I think if you do a Google on "Aman" and "Joy of Yiddish" you'll find
several clear indications posted here in the past that old Leo is to
Yiddish much as Michael Moore is to American politics -- heart in the
right place but scholarship not exactly on the top shelf.
Ross Howard
--------------------
(Kick ass for e-mail)
> The expression in our family is to be "on spilkes", rather than have
them.
A pondian Yiddish difference!
> GrapeApe wrote:
>
> > I think I found Spilkes (sp?) the same time I found verklempt,
> >again, remarkable for their absence from Joy of Yiddish or the
> >other books I've seen he (Yosten?) did of the same ilk. I think I
> >remember spilkes as being something like goosebumps.
>
> My trusty old Britannica edition of the 7-languages dictionary gives
> shpilke, <f.> (SHPEEL-keh) pin (sewing accessory)
> We have similar expressions in English. For example, "pins and
> needles" are "A tingling sensation felt in a part of the body numbed
> from lack of circulation." (AHD4)
But "shipilkes" (always plural in my experience) isn't that. It's an
inability to sit still, to just relax and do nothing, or to stay in
one place for an extended period of time. (Characterized respectively
by fidgeting, by feeling the urge to take a walk or just "do
something", and by feeling the urge to go on a trip.) "Restless"
probably comes closest to covering it in English. It's treated like a
disease--"So-and-so's got the shpilkes".
--
Evan Kirshenbaum +------------------------------------
HP Laboratories |If a bus station is where a bus
1501 Page Mill Road, 1U, MS 1141 |stops, and a train station is where
Palo Alto, CA 94304 |a train stops, what does that say
|about a workstation?
kirsh...@hpl.hp.com
(650)857-7572
> Verklempt, I believe, is missing from that book. I think it means "on
> tenterhooks", which might make its usage not true to context in SNL's Cawfee
> Tawk, where its anticipatory sense was not obvious. "You keep using that
> word, but I don't think you know what it means."

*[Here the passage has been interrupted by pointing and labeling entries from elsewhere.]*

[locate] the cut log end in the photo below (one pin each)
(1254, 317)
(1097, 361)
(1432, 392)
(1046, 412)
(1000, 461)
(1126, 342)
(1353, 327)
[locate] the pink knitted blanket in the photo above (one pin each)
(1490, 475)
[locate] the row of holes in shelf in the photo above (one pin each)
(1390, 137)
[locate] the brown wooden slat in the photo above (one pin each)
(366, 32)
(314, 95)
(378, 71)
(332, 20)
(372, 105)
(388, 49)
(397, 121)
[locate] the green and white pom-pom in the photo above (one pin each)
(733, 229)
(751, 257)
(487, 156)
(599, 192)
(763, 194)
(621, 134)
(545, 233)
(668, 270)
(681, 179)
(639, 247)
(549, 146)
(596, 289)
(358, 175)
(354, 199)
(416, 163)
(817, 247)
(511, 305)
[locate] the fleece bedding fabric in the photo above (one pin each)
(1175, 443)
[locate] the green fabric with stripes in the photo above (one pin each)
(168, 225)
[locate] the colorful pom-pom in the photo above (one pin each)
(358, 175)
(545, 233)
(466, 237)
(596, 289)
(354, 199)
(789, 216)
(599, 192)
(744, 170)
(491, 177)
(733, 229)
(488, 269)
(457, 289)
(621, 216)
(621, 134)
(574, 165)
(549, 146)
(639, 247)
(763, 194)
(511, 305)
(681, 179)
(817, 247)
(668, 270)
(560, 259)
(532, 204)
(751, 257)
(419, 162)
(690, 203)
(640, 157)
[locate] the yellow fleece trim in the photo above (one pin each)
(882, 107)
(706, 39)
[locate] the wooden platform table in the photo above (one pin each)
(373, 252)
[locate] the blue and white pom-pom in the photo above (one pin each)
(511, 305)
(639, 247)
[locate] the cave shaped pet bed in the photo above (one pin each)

To tenters still use tenterhooks?
> Laura wrote:
>
>> Where's Rey? He's usually the authority on Yiddish.
>
> A dank aykh, but the real Yiddish authorities are Aaron and Avi. I
> just do the basics, and they correct and polish if I screw up.
You're very kind, but all I've got is a copy of Weinreich's dictionary and
four or five college semesters of Yiddish under my belt. I'm lucky if I
can get through a couple pages of a story in _Pakn-Treger_ without peeking
at the translation.
Next year, maybe....
-Aaron J. Dinkin
Dr. Whom
Was the original question one of whether Flushshluginner was supposed to rhyme
with meshugenah, In that rhyming -schmiming fashion?